Caroline Davis2010/Flickr
Health & Medicine

This Microscopic Robot Could Be a Minuscule Medical Marvel

At the size of just a single strand of DNA, it can predictably (and reliably) pick up, carry, and deliver nano cargo.

Karla LantSeptember 18th 2017

Taking Care of Nanobusiness

Robots can do what humans can’t—travel through space for huge distances, clean up the life-threatening nuclear waste, and take on tasks too tiny for us to tackle, to name a few. One new, minuscule robot is a single strand of DNA, and it picks up and delivers microscopic cargo as it moves in 6-nanometre steps. Eventually, it may be used to deliver medicines specifically to diseased cells as it moves through the bloodstream, or enable the assembly of chemical compounds that are otherwise difficult for us to create.

Many tiny robots have already been developed, some for deployment in the bloodstream. However, to remain useful, they were forced to be much larger than a DNA strand. This tiny robot moves along a random path that retains a predictable final destination, because what it collects and where it drops it off are programmed into its chemical composition. The robot, which consists of two feet and arms on a leg that hops — all on a single strand of DNA — is big enough to complete more than one kind of task with predictable results.

Image Credit: typographyimages/Pixabay
Image Credit: typographyimages/Pixabay

“It is one of the first steps towards developing general-purpose DNA robots,” the California Institute of Technology’s Lulu Qian told New Scientist.

Slow but Predictable

In testing, the robot moved along a flat 58-by-58-nanometer surface, hopping randomly between DNA stepping stones. One foot would life as the other foot lands, and eventually the robot would come into contact with the cargo it’s searching for and pick up the load. It then carries the microscopic “parcel” and keeps hopping around until it locates the drop-off point. In development, the robot successfully picked up and delivered three yellow and three pink fluorescent dye.

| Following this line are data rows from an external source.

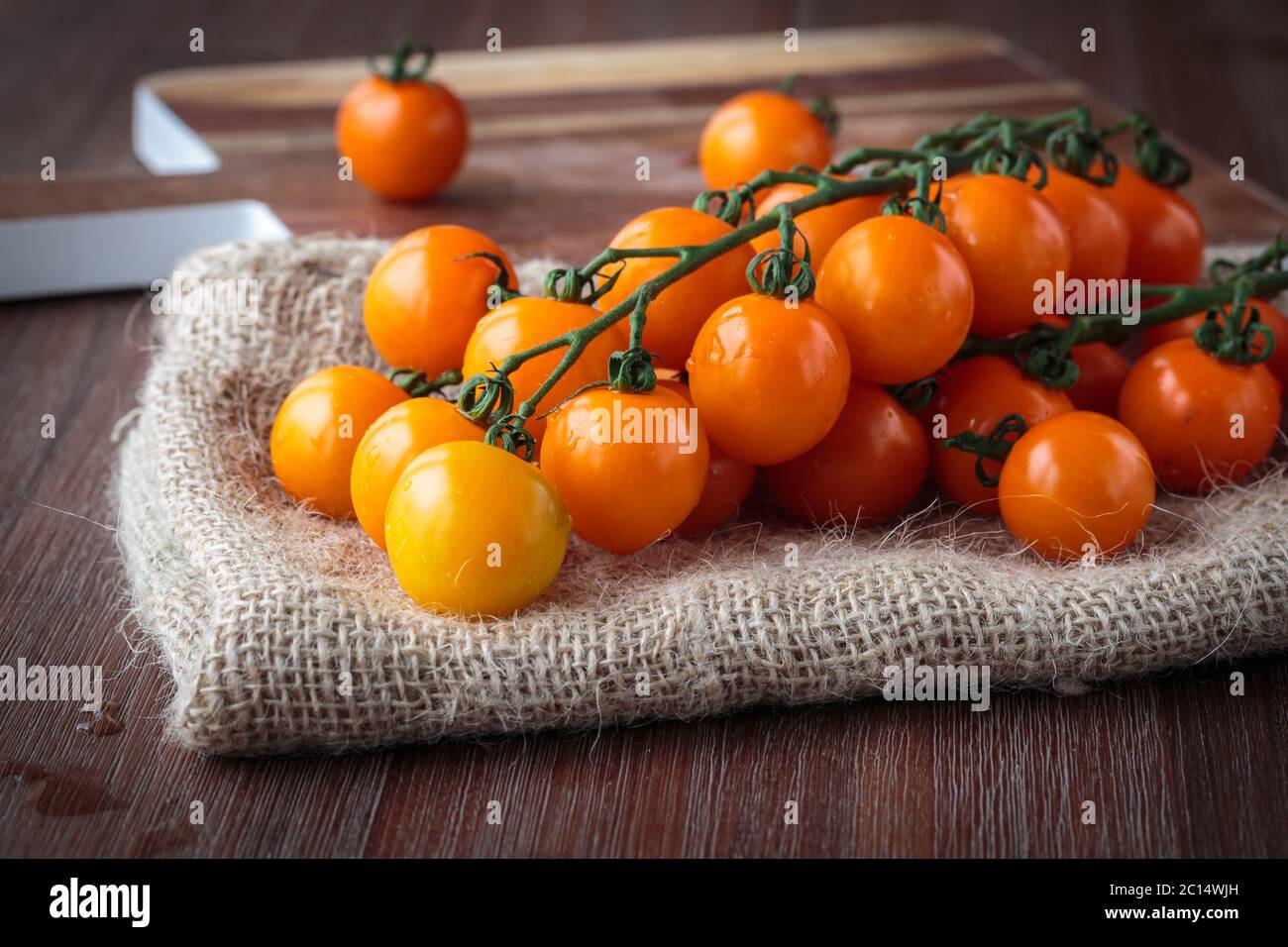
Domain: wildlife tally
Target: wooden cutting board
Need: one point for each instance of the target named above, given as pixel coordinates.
(558, 131)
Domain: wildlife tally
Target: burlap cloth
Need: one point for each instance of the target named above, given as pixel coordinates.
(284, 630)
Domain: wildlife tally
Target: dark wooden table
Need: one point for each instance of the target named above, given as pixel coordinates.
(1175, 766)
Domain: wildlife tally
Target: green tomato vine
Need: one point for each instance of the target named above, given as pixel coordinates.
(987, 144)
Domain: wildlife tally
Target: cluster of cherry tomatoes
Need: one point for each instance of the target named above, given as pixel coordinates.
(789, 393)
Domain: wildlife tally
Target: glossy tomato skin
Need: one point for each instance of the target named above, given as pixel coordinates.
(758, 132)
(679, 311)
(1269, 316)
(317, 432)
(1166, 232)
(404, 431)
(423, 300)
(625, 492)
(729, 483)
(527, 321)
(867, 470)
(902, 295)
(1010, 237)
(1099, 236)
(975, 394)
(729, 480)
(1102, 371)
(769, 380)
(1183, 405)
(1077, 484)
(820, 227)
(406, 140)
(473, 530)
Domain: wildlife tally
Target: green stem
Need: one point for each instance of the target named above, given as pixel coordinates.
(1181, 302)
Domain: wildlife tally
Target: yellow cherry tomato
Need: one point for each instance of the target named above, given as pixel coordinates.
(317, 431)
(473, 530)
(390, 444)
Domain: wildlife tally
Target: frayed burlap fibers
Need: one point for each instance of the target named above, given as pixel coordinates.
(284, 630)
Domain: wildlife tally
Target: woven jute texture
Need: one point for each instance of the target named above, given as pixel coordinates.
(286, 631)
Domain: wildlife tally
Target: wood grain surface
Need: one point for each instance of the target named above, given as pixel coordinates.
(1175, 766)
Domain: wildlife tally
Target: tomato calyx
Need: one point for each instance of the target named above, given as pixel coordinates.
(571, 285)
(1080, 151)
(993, 446)
(729, 204)
(1232, 334)
(1012, 157)
(417, 384)
(485, 395)
(780, 272)
(1043, 354)
(631, 371)
(1154, 157)
(510, 434)
(921, 204)
(407, 63)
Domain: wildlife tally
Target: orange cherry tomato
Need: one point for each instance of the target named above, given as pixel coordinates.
(1077, 484)
(769, 380)
(1098, 230)
(1010, 237)
(822, 227)
(630, 467)
(1269, 316)
(729, 480)
(1202, 420)
(1166, 232)
(406, 140)
(902, 295)
(758, 132)
(974, 394)
(423, 299)
(390, 442)
(678, 312)
(317, 431)
(867, 470)
(527, 321)
(1102, 371)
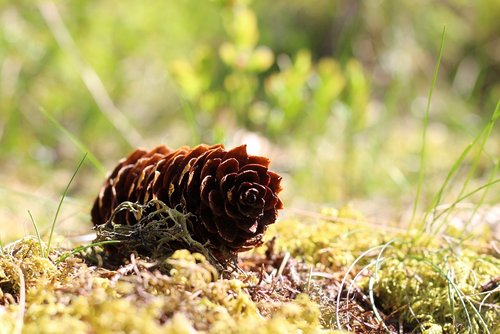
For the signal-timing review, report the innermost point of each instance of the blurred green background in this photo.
(333, 91)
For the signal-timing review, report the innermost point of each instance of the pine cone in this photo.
(231, 196)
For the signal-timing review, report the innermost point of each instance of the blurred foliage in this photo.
(332, 91)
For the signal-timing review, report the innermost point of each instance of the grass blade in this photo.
(83, 248)
(424, 133)
(42, 250)
(61, 201)
(82, 147)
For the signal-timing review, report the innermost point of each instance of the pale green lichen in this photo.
(191, 299)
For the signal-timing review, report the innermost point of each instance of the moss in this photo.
(412, 285)
(72, 297)
(429, 290)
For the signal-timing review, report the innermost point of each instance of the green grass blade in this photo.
(61, 201)
(81, 146)
(473, 192)
(424, 133)
(42, 250)
(483, 197)
(373, 279)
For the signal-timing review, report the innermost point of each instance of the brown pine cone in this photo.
(231, 196)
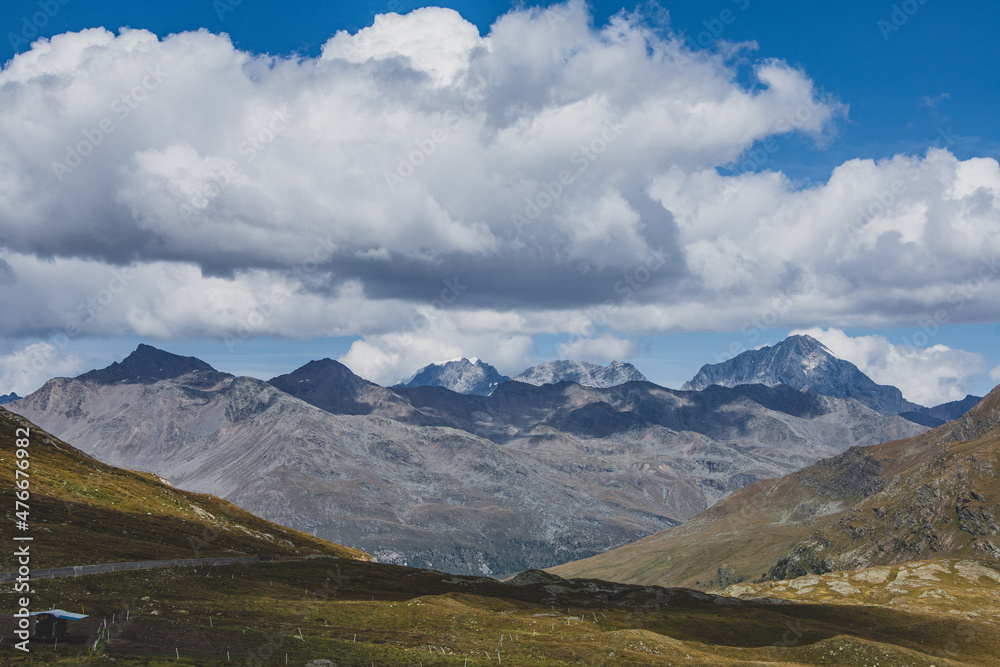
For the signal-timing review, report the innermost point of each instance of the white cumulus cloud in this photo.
(25, 369)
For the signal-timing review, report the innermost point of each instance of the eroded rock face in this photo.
(527, 477)
(581, 372)
(464, 376)
(804, 363)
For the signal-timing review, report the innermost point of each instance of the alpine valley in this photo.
(494, 481)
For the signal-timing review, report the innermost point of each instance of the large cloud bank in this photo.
(440, 193)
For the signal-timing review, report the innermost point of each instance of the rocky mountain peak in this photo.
(582, 372)
(806, 364)
(146, 365)
(464, 376)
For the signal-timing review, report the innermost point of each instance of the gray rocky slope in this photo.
(581, 372)
(527, 477)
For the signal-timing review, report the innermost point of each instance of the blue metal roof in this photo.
(59, 613)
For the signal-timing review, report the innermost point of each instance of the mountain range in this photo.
(84, 511)
(465, 376)
(930, 496)
(344, 609)
(528, 476)
(474, 376)
(581, 372)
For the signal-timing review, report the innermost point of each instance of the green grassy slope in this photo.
(83, 512)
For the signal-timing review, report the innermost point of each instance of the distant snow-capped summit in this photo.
(804, 363)
(147, 365)
(581, 372)
(462, 375)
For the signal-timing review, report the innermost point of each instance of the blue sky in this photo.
(888, 79)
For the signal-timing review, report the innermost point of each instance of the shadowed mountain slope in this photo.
(933, 495)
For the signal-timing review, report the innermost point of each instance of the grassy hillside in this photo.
(355, 613)
(85, 512)
(930, 496)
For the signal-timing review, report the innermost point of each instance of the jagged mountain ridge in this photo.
(581, 372)
(464, 376)
(933, 495)
(147, 364)
(447, 496)
(804, 363)
(332, 386)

Because a single hop takes 5 minutes, covering distances can take a very long time, even in small spaces. Adding a chemical motor or boosting this speed with an enzyme could make the robot faster, or perhaps, as the team points out, many robots working at the same time might be an improved strategy. Either way, this robot could play a critical role in precision medicine, being predictable, reliable, and perfectly tiny.